Senin için kısa filmin tanımı nedir?

 

Hayat hem kısa hem uzun. Hem planlarımız doğrultusunda apaçık hem de ansızın gelen bir durumla beklenmedik. Bana göre film yapmak da böyle. O yüzden anlatmak istediğiniz konuyu, hikâyeyi sinemanın hangi türü ve biçimi en iyi ifade edecekse o alanda üretim yapmak benim için heyecan verici. Çehov’un, Sabahattin Ali’nin öykülerini, Montaigne’in denemelerini ve şiiri çok severim. Hayatın koşuşturmacası içerisinde kısacık aralarda hayata dair tazelendiğim ve nefeslendiğim ana kaynaklarım. Kısa metraj da benim için böyle. Kısa film çekmeyi ve kısa filmle anlatmayı bu anlamda bir başka seviyorum.

 

Sence hızla gelişen teknolojinin, kısa filme ne gibi katkıları olabilir? Neler götürür?

 

Hayata dair bir meselen, yüreğinin çarptığı bir tutkun, bunların arkasından gidebilecek sabrın varsa teknoloji senin bu emeğine ivme katar diye düşünüyorum. 

 

Türkiye’deki film festivalleri ve kısa filmcilere yaklaşımları konusunda neler söylemek istersin?

 

Ülkemizdeki festivaller de Leyla filmimdeki naylon örtünün temsil ettiği sistem, kurum ve kişiler gibi nasibini alıyor. Ülkemizdeki film endüstrisi ne zaman bir sisteme oturursa kısa ve uzun film festivallerimiz de gerçek kimliklerine kavuşacaktır diye düşünüyorum.

 

Örnek aldığın, sinemasını sevdiğin, yerli ve yabancı yönetmenler kimler? 

 

Birçok film, film türü ve yönetmen var sevdiğim. The 400 Blows, Los Olvidados, Lardi Di Biciclette, The Kid With A Bike,  A Pal-utcai Fuik, The Hope, Stand By Me, Where is The Friend Home,  Slumdog Millionaire, Lion , Life is Beautiful, The Pursit of Happyness, Pay It Forward, Little Miss Sunshine, Billy Eliot filmleri çocukların yer aldığı sevdiğim filmler arasında. 

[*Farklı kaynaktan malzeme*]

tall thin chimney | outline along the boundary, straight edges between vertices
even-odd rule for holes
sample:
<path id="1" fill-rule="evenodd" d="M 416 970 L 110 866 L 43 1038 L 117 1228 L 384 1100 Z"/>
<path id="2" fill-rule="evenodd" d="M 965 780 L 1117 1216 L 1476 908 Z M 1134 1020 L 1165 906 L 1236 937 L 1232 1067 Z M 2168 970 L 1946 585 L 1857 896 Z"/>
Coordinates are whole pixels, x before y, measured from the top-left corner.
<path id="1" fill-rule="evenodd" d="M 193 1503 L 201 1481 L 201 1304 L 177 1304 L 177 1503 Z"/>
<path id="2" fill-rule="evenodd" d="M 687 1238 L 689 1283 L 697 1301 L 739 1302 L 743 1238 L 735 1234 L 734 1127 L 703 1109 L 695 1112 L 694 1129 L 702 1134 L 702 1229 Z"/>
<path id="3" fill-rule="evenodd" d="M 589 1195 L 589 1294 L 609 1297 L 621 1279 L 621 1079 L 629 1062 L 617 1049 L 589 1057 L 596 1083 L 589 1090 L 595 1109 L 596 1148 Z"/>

François Truffaut, Luis Buñuel, Lars Von Trier, Trennce Malick, Michael Haneke, Asgar Ferhadi, Abbas Kiyarüstami, Yılmaz Güney,  Luc Dardenne, Jean-Pierre Dardenne, Ruben Östlund, Thomas Vinterberg, Martin Luciano Scorsese, Alejandro González Iñárritu, James Francis Cameron, Frank Darabont, Stanley Kubrick sevdiğim yönetmenler arasında.

 

Son olarak gelecek planlarından bahsedelim…

 

Yaşam aslında masalların başlangıcında olduğu gibi; bir varmış bir yokmuş. Ben hayatı ne kadar üreterek, öğrenerek, çalışarak ve paylaşarak geçirebilirime odaklanmayı tercih ediyorum. Bunu yaparken de asıl kaynağım hayatın kendisi oluyor. O yüzden hikayelerimin kaynağın kendisinden doğmasını seviyor ve bunu arıyorum. Hayatı deneyimlerken gördüklerimiz, duyduklarımız, hissettiklerimiz, tattıklarımız, kokladıklarımız ne kadar öz ise filmlerde anlattıklarımız da o kadar samimi oluyor bence. Bütün bunlarla birlikte yaptığım filmlerin parçalarının hayatın içinde varlığını ve yine yaşamın kendisi ile bağlantılandığını bilmek içimde büyük bir coşku uyandırıyor. Projelerime çalışırken bunların araştırmaları, geliştirmeleri ve demlenmeleri en az 4-5 sene sürüyor. Genelde de en az 4-5 proje üzerinde ve her projemi transmedya ya da crosmedya projeleri olacak şekilde çalışıyorum. Mesela “Mavi Bisiklet” filmimizin tiyatro oyunu, çizgi animasyon dizisi, belgesel filmi ile dijital oyunu hala hayata geçmek üzere projeleri devam ediyor. Bunun bu kadar uzun sürmesi yaşadığımız coğrafyada iş birliği kültürünün zayıf olmasından kaynaklı. Tabi bu böyle diye hayallerimden vaz mı geçtim? Elbette hayır!  Bunu nasıl yapabilirimize odaklandığımızda çözüm yolları da bulmaya başlıyoruz. Mesela Leyla kısa filmimi hem bir kısa film hem de bir akademik çalışma olarak ortaya çıkardık. Üç Arkadaş filmimle birlikte çocuk ve gençlerle sinemada çalışma yöntemimi geliştirerek Üç Arkadaş filmimde yer alan tüm çocukların nasıl yer aldığını anlatan Sahne Çocukların belgesel filmimiz ile kitap çalışması da hayata geçecek. 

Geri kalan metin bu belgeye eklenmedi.